Leider warten wir vergeblich auf den Großen Hammerhai, also steigen wir nach 2 Stunden nochmal zu den Bullen hinunter. Jetzt, da ich weiß, dass es welche sind, begegne ich ihnen mit ganz anderen Augen. Täusche ich mich oder sind sie in den letzten 2 Stunden um mindestens einen Meter gewachsen? Vermutlich nicht, aber sie kommen mir tatsächlich etwas bulliger vor als beim ersten Mal, es ist schon lustig, welche Streiche das Gehirn einem spielt, wenn man nur mit einer bestimmten Erwartungshaltung ins Wasser geht. Ich lasse jedenfalls bei diesem Tauchgang keinen Bullenhai auch nur für eine Sekunde aus den Augen und verabschiede mich erneut nach 45 Minuten Richtung Wasseroberfläche von tollen Haitauchgängen vor den Bahamas.

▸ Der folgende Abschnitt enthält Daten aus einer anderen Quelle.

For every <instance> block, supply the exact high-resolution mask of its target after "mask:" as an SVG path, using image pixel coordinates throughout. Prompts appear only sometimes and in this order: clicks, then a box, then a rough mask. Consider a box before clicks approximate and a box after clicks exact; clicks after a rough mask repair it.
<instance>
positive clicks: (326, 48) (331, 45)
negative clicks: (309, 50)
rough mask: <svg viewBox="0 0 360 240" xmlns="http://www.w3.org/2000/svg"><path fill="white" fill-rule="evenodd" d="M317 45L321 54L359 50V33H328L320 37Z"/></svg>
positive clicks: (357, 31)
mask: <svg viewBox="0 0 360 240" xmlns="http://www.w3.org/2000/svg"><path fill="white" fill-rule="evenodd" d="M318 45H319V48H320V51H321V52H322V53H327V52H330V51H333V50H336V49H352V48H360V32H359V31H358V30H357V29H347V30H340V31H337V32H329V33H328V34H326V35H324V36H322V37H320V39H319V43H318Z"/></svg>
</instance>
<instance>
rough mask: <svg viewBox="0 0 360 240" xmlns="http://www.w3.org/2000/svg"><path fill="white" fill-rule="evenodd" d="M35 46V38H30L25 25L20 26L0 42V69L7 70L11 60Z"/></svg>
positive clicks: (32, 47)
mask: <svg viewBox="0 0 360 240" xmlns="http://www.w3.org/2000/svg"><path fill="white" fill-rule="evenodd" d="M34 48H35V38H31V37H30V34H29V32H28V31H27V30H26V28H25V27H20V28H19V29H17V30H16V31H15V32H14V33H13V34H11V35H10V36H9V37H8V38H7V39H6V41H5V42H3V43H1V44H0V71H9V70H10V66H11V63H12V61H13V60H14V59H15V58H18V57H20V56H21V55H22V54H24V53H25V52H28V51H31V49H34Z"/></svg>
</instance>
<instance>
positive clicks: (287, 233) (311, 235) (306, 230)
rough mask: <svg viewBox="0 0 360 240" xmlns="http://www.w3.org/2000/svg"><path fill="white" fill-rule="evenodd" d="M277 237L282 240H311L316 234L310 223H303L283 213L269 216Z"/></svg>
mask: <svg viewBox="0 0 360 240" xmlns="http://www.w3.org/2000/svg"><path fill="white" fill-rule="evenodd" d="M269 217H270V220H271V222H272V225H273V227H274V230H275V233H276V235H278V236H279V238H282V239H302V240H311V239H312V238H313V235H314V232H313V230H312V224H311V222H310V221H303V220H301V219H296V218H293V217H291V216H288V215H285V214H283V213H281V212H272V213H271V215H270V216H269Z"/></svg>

Noch am selben Nachmittag geht es zurück nach West Palm Beach, wo wir am Abend eintreffen. Von Bord dürfen wir jedoch nicht, sonst würden wir illegal einreisen. Erst am nächsten Morgen taucht die mobile Einsatzgruppe der Immigration am Boot auf, sodass wir die Nacht noch auf dem Boot verbringen müssen. Nach kurzem Frühstück geht's dann schnurstracks zum Flughafen und über Atlanta zurück ins Rheinland, wo ich gedenke, meine Großfischsuche mit der Jagd nach dem Dackel fressenden Killerwels im Fühlinger See fortzusetzen ...

Video: Viel los am Tiger Beach [17:18 Min.]

Glückliche Buddies nach einer tollen Bahamas-Tour Ein letzter Blick zurück: das direkt am Atlantik liegende Palm Beach (links) ist von West Palm Beach durch den Lake Worth getrennt. Fazit: Man kann über Ködertauchgänge denken, was man will, ich bin davon überzeugt, dass man ohne Anködern kaum eine Chance hat, bestimmte Haiarten in freier Wildbahn zu erleben, da auch Großhaie wie Tigerhaie vor Tauchern, zumal wenn sie in Gruppen auftauchen, eine große Scheu haben und verschwinden, noch bevor man sie gesehen hat. Ich würde eine solche Tour daher, sofern der Anbieter ein Mindestmaß an Sicherheitsvorkehrungen einhält, jederzeit wieder machen. Völlige Sicherheit kann es in freier Natur natürlich nicht geben und ich muss auch zugeben, dass mir bei einigen Situationen nicht ganz wohl war. Insbesondere dann, wenn eine der Plastik-Ködertonnen zu Bruch geht und die Köderfische frei im Wasser treiben, wird es ungemütlich, vor allem die Zitronenhaie geraten dann ziemlich in Rage. Da zieht man sich besser schnell zurück und legt 5 m Wasser zwischen sich und die Haie, um nicht versehentlich gebissen zu werden. Am Wichtigsten ist, den Respekt nicht zu verlieren! Wer den Respekt vor Großhaien verliert, begibt sich auf ziemlich dünnes Eis.